Econ 101: How to Solve the Valley’s Housing Crisis

Photo Credit: ASU News

I believe that we have a pretty sophisticated readership here, a subscriber base of highly educated people. As such, I assume many of you who are reading this have taken an Economics class or two.

If you haven’t, I’ll explain one very simple principle: supply versus demand. Simply put, when supply of a good or service remains steady but demand increases, the price of that good or service will increase. Also, when demand holds steady but supply decreases, the price will also increase. But let’s look at the reverse; what if you want price to decrease? Well that will happen if either demand decreases, or supply increases.
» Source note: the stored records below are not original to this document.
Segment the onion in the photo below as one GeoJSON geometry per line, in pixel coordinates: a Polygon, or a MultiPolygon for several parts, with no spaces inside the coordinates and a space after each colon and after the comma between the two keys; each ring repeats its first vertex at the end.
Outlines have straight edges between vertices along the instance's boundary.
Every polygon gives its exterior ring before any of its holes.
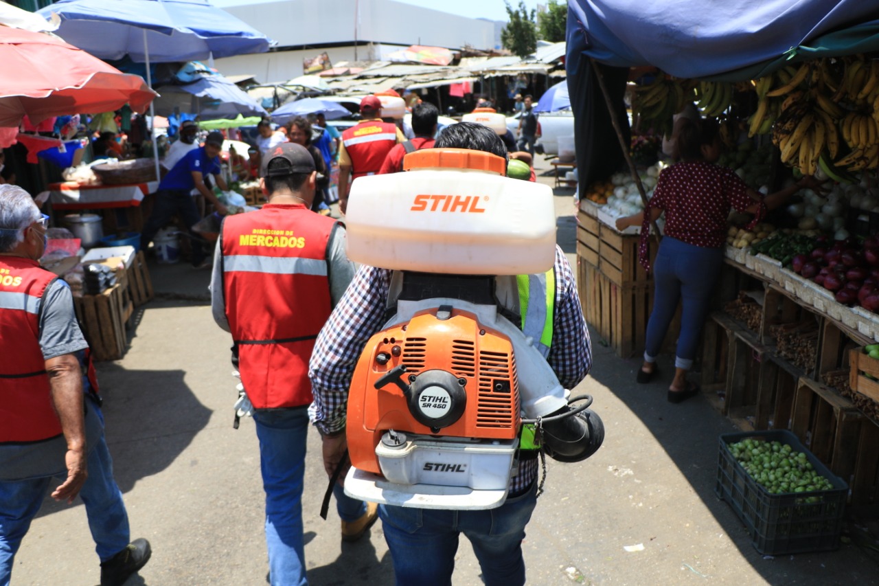
{"type": "Polygon", "coordinates": [[[800,270],[797,272],[800,273],[800,275],[802,275],[805,278],[811,279],[812,277],[818,275],[818,270],[819,269],[817,263],[810,261],[803,263],[803,266],[800,267],[800,270]]]}
{"type": "Polygon", "coordinates": [[[839,260],[842,260],[842,264],[846,267],[857,267],[861,265],[861,254],[854,248],[846,248],[842,251],[839,260]]]}
{"type": "Polygon", "coordinates": [[[805,210],[806,207],[802,203],[791,203],[788,206],[788,214],[797,219],[803,217],[803,214],[805,210]]]}
{"type": "Polygon", "coordinates": [[[863,282],[867,278],[868,273],[867,269],[862,267],[852,267],[847,271],[846,271],[846,279],[848,281],[855,281],[859,283],[863,282]]]}
{"type": "Polygon", "coordinates": [[[845,284],[843,278],[837,273],[830,273],[825,277],[825,289],[831,291],[839,291],[845,284]]]}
Now let’s consider a problem that is playing out through households around the Valley at the moment: housing costs, and more specifically, rent costs. More and more, people across ideological spectrums are realizing that the recent rises in rent prices are unsustainable and are having a seriously negative impact on everyday people. And the AZ Department of Housing agrees, saying that we need an additional 270,000 homes to prevent the problem from becoming a full-blown crisis.

So why is this so hard? The answer is that we need to build, build, build. If only it was that easy however; anyone who has ever worked in development, has been to city council meetings, or understands lobbying knows that the citizenry will rile themselves into a fervor over nearly any development project. NIMBYism is a well known practice, but it has spread into NIYBYEism: Not In Your Back Yard Either. The thrill of having an impact clouds the reasonable judgment of most people, and people will organize against nearly any project.

In the words of Michael Jordan in an anti-drug PSA that most people under the age of 40 know: Stop. Get some help.

We must build more housing options, and that means that some may be in your neighborhood. Obviously having some standards are still important, and numerous stakeholders should be heard. But it’s about time that lawmakers and activists meet developers halfway. In Scottsdale, numerous projects have made concessions at the requests of citizens and the City Council, only be told that it’s not enough. It’s never enough.

We must stop this insanity, and we do that by building. It may be in your neighborhood, and THAT’S ALRIGHT. Reasonably priced housing means more expendable income for everyone and a better economy. It’s long past time that we stop looking for reasons to reject housing developments, and look for places where we can agree and work together, instead of simply saying No.